La battaglia per il referendum sarà la prova della sincerità di tante
aspirazioni civili più volte asserite. Basta che un gruppo di agenzie esperte,
dinamiche, spregiudicate, democratiche, si coordini e si autofinanzi per
sostenere una campagna del genere. Basta un giro di telefonate, due riunioni,
un mese di lavoro intenso. Distruggere un tabù in pochi mesi è una sfida che
dovrebbe far venire l’acquolina in bocca a ogni pubblicitario che ami il suo
mestiere…».
Il tabù da distruggere era la famiglia, che, per un relativista come lui,
non aveva nessuna ragione di esistere. La distruzione della famiglia in Italia,
dal 1974 è proseguita, per tappe successive. Eco l’ha accompagnata con
compiacimento, uscendo di scena alla vigilia dell’approvazione delle unioni
omosessuali, che è l’esito conclusivo dell’introduzione del divorzio,
quarant’anni prima. La famiglia naturale viene sostituita da quella innaturale.

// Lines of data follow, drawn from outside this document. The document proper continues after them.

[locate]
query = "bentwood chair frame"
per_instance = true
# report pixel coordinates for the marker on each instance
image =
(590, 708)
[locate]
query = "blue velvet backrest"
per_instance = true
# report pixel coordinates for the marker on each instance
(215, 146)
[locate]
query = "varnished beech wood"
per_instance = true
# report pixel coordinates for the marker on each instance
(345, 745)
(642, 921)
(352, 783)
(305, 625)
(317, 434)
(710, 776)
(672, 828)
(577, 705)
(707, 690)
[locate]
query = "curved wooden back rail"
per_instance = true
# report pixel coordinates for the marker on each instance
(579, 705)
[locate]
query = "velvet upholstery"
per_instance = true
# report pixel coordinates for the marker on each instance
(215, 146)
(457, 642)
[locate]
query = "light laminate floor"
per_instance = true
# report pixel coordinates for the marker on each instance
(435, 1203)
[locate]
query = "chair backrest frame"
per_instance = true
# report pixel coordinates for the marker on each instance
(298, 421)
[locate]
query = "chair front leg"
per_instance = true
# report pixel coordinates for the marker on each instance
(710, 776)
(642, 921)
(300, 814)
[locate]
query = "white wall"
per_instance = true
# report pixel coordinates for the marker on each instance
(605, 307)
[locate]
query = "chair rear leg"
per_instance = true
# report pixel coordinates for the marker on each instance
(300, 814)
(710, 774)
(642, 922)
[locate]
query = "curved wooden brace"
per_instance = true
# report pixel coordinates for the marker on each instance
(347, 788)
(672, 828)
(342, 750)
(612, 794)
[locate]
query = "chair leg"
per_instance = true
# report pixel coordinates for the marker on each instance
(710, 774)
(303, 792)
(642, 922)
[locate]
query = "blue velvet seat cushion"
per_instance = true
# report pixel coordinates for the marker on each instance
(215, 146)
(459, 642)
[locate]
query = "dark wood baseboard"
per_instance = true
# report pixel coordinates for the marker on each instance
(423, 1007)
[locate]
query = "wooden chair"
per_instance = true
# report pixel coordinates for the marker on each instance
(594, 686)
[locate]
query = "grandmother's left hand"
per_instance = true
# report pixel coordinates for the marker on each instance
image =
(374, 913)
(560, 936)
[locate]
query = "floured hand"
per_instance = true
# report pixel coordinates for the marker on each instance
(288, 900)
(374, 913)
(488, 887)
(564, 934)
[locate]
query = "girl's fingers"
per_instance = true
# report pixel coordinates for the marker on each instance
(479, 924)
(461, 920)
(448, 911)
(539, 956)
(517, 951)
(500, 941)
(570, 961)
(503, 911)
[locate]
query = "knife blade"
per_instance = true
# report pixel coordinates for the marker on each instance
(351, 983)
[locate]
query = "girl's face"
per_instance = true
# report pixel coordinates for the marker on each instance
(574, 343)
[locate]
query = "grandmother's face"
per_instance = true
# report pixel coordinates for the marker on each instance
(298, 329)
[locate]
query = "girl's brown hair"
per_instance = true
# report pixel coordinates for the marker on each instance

Il relativismo celebra il suo apparente trionfo.
Umberto Eco ha contribuito fortemente a quest’opera di dissacrazione
dell’ordine naturale e cristiano, eppure ciò di cui egli dovrà rispondere non è
tanto il male che ha fatto, quanto il bene che avrebbe potuto fare se non avesse
deliberatamene rifiutato la Verità. A che serve ricevere quaranta lauree honoris causa e
vendere trenta milioni di copie per un solo libro (Il nome della rosa),
se non si guadagna la felicità eterna? Il giovane attivista di Azione Cattolica
avrebbe potuto essere un san Francesco Saverio in quella terra di missione che
oggi è l’Europa. Ma non accolse quelle parole che sant’Ignazio rivolgeva a san
Francesco Saverio e che Dio fa risuonare in ogni cuore cristiano: «Che giova
all’uomo guadagnare il mondo intero, se poi perde la sua anima?»